Now that I have them, I wonder why I waited so long, but I can tell you the answer. I doubted they would work. I thought they would be hard to clean or less convenient, like some other (hand wash only) reusable zipper bags I tried years ago. When I realized last fall that the only time I was still reaching for a disposable bag was when I had a tiny corner to fill in a full lunchbox, I finally bought these, and I’ve been very happy with both the large (sandwich bag) and small (snack) sizes.

I’ll admit it: I don’t fill the Bumkins bags with super juicy stuff. I have jars with threaded lids for that, and would sooner use the silicone lidded stainless than the bags if I didn’t. Neither the kids nor I have had any juice leak through from fruits, veggies, or pickles with them, though. I polled the house today to make sure.

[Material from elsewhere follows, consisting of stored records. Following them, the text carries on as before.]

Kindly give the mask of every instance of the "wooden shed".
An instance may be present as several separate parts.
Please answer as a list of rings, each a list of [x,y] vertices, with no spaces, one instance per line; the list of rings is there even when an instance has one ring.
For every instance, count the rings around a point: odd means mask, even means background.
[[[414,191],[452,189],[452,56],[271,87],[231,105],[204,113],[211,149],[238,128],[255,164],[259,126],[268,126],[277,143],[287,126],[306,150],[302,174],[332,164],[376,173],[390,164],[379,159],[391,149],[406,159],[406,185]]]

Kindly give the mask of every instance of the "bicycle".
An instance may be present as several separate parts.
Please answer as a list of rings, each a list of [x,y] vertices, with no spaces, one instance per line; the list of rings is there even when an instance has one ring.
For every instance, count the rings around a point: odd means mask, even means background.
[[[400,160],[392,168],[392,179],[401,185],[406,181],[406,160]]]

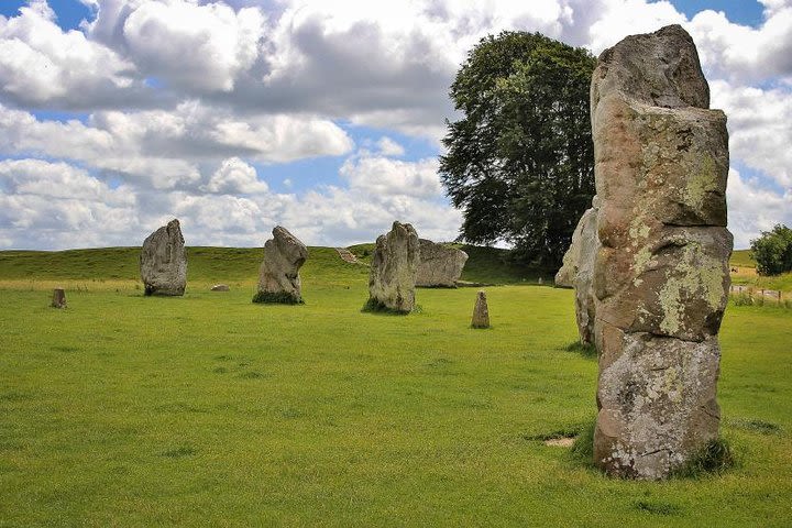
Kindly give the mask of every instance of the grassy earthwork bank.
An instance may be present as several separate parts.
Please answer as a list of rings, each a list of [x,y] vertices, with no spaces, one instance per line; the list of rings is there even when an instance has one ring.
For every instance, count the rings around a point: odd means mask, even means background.
[[[356,251],[356,250],[355,250]],[[364,314],[367,268],[311,248],[305,305],[254,305],[260,249],[190,248],[184,297],[136,249],[0,252],[0,527],[789,526],[792,310],[730,306],[740,464],[615,481],[547,438],[595,415],[571,290],[472,251],[475,289]],[[215,283],[231,286],[212,293]],[[48,307],[53,285],[68,308]]]
[[[732,255],[732,284],[748,286],[756,290],[773,289],[790,294],[792,299],[792,273],[781,275],[761,276],[756,273],[756,262],[750,257],[749,250],[735,251]]]

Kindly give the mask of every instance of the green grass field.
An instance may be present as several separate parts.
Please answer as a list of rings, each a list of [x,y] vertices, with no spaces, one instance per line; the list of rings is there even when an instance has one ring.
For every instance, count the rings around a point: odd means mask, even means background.
[[[463,278],[507,284],[486,288],[493,328],[472,330],[472,288],[361,312],[367,268],[330,249],[310,249],[304,306],[251,302],[261,250],[188,255],[187,294],[150,298],[136,249],[0,252],[1,527],[792,519],[792,310],[724,320],[738,468],[616,481],[538,440],[593,421],[597,367],[568,350],[572,292],[536,272],[472,254]],[[48,307],[58,283],[66,310]]]
[[[792,293],[792,273],[767,277],[757,275],[756,261],[751,258],[750,250],[735,251],[729,263],[732,266],[738,267],[738,272],[732,274],[732,284],[750,286],[755,289],[776,289],[787,294]]]

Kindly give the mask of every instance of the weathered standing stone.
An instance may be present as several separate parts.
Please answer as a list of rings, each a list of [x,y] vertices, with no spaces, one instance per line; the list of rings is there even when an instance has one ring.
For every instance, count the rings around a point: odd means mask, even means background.
[[[594,458],[612,475],[662,479],[718,436],[726,117],[708,109],[695,45],[679,25],[606,50],[591,95],[602,202]]]
[[[308,258],[308,249],[280,226],[264,243],[264,261],[258,270],[258,290],[253,302],[302,302],[299,268]]]
[[[597,215],[600,200],[595,196],[592,208],[581,218],[580,262],[574,277],[575,288],[575,318],[578,320],[578,334],[581,343],[594,344],[594,321],[596,314],[596,297],[594,295],[594,258],[600,251],[600,235],[597,234]]]
[[[145,295],[184,295],[187,256],[178,220],[170,220],[145,239],[140,267]]]
[[[462,275],[468,253],[455,248],[420,239],[420,262],[416,272],[416,286],[455,288]]]
[[[586,209],[581,219],[578,221],[578,227],[575,227],[575,230],[572,233],[570,246],[566,249],[566,253],[564,253],[561,268],[558,273],[556,273],[556,286],[561,288],[574,288],[574,279],[578,275],[581,260],[583,258],[583,230],[591,226],[592,217],[596,217],[593,207],[592,209]],[[591,233],[588,232],[587,234]]]
[[[490,308],[486,304],[486,293],[480,290],[476,295],[476,304],[473,308],[473,320],[471,321],[473,328],[490,328]]]
[[[66,308],[66,292],[63,288],[53,289],[53,308]]]
[[[369,274],[371,310],[408,314],[415,308],[415,282],[420,250],[418,234],[409,223],[394,222],[377,238]]]

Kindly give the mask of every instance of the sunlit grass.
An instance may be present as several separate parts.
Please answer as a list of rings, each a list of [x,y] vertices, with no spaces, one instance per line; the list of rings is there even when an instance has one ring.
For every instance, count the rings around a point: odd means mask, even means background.
[[[0,526],[789,520],[789,310],[730,306],[723,324],[738,468],[613,481],[580,446],[541,440],[590,433],[596,413],[571,290],[486,288],[482,332],[469,328],[475,289],[419,289],[419,314],[364,314],[367,268],[310,251],[300,306],[251,302],[261,250],[191,254],[182,298],[143,297],[119,255],[74,255],[95,280],[15,276],[0,258]],[[209,292],[219,282],[231,292]],[[65,310],[48,308],[55,284]]]

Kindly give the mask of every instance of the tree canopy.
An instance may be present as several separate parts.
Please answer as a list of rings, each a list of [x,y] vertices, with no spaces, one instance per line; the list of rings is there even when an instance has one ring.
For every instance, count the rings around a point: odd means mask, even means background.
[[[470,51],[451,85],[440,176],[460,238],[504,240],[559,265],[594,196],[588,89],[596,59],[539,33],[503,32]]]
[[[759,275],[779,275],[792,272],[792,229],[778,224],[772,231],[762,231],[751,240],[751,256]]]

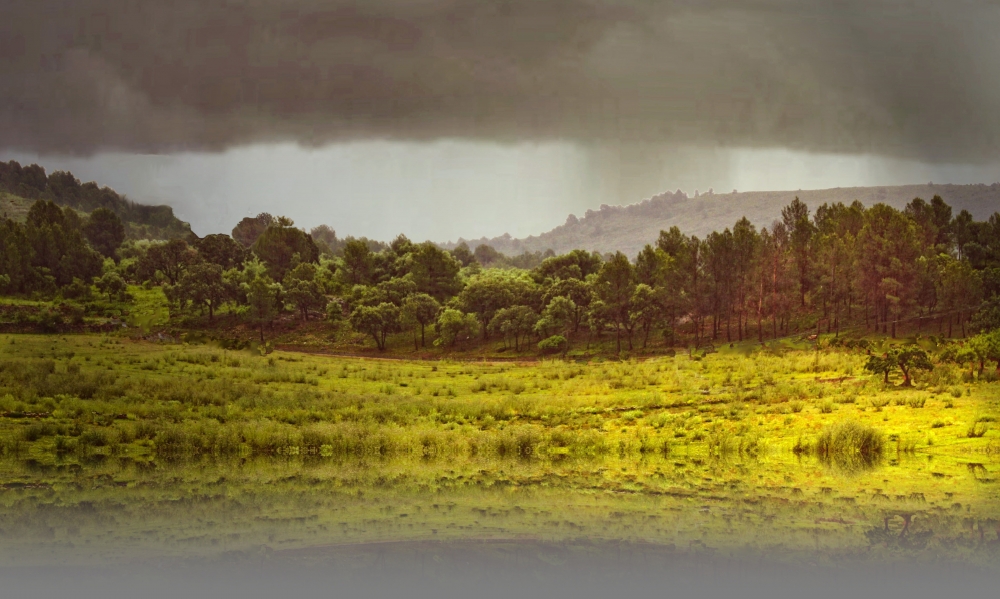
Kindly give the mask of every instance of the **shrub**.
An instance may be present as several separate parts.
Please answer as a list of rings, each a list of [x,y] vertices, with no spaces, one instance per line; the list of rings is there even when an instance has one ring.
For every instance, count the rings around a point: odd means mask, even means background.
[[[874,464],[885,449],[881,431],[854,421],[841,422],[823,429],[816,439],[816,455],[842,466]]]
[[[556,354],[566,351],[569,342],[562,335],[553,335],[538,342],[538,349],[543,354]]]
[[[965,436],[970,439],[978,439],[989,432],[990,427],[985,422],[977,421],[973,422],[967,431],[965,431]]]

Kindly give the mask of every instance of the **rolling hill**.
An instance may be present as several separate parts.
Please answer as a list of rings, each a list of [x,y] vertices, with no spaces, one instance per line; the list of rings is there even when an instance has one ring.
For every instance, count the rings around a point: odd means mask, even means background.
[[[467,243],[492,246],[507,255],[552,249],[556,253],[572,249],[614,252],[621,250],[636,255],[647,243],[656,241],[661,230],[677,226],[687,234],[704,236],[714,230],[731,227],[746,216],[757,227],[770,225],[780,218],[782,207],[798,197],[810,209],[824,203],[854,200],[866,206],[884,203],[902,208],[913,198],[930,200],[941,196],[957,214],[968,210],[979,220],[1000,210],[1000,183],[992,185],[904,185],[897,187],[838,187],[835,189],[799,191],[750,191],[740,193],[707,193],[688,197],[681,191],[664,193],[628,206],[602,205],[600,210],[588,210],[582,217],[570,215],[566,223],[540,235],[515,239],[510,235],[493,239],[459,239],[444,244],[452,248]]]
[[[174,216],[170,206],[138,204],[109,187],[81,183],[72,173],[46,175],[37,164],[22,167],[13,160],[0,162],[0,218],[24,221],[37,200],[52,200],[83,214],[107,208],[125,224],[129,239],[187,239],[193,235],[191,225]]]

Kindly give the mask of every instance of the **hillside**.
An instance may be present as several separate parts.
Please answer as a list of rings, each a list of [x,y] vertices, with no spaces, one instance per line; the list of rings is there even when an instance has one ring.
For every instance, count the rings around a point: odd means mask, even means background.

I’ve packed a lot of lunches using many products

I was inspired to describe our lunch kit today by the comment stream after a post on A  Ferdydurking Blog about reducing waste. I’ve tried quite a few products to refine a system that works well for us, and probably wasted a bit of money in the process because I love to compare every possible thing.

One great bit of news is that almost every eco friendly lunchbox brand I’ve tried has been of good quality and sincerely useful. I can’t say enough good things about LunchBots, U Konserve (formerly Kids Konserve), and even the plastic (but high quality) Laptop Lunch brand.

It’s a far cry from the loads of cheap plastic ware that abound in mass market stores and often have poor fitting lids or corners that crack within a few uses. But not every piece will be ideal for every lunchbox. It depends upon what you like to pack for lunch.

I’ve offered up my best suggestions for where to start if you want to begin packing a lunch that’s a bit lighter on the planet. Please feel free to ask if I’ve prompted any questions. I’ve packed an awful lot of lunches in these dishes!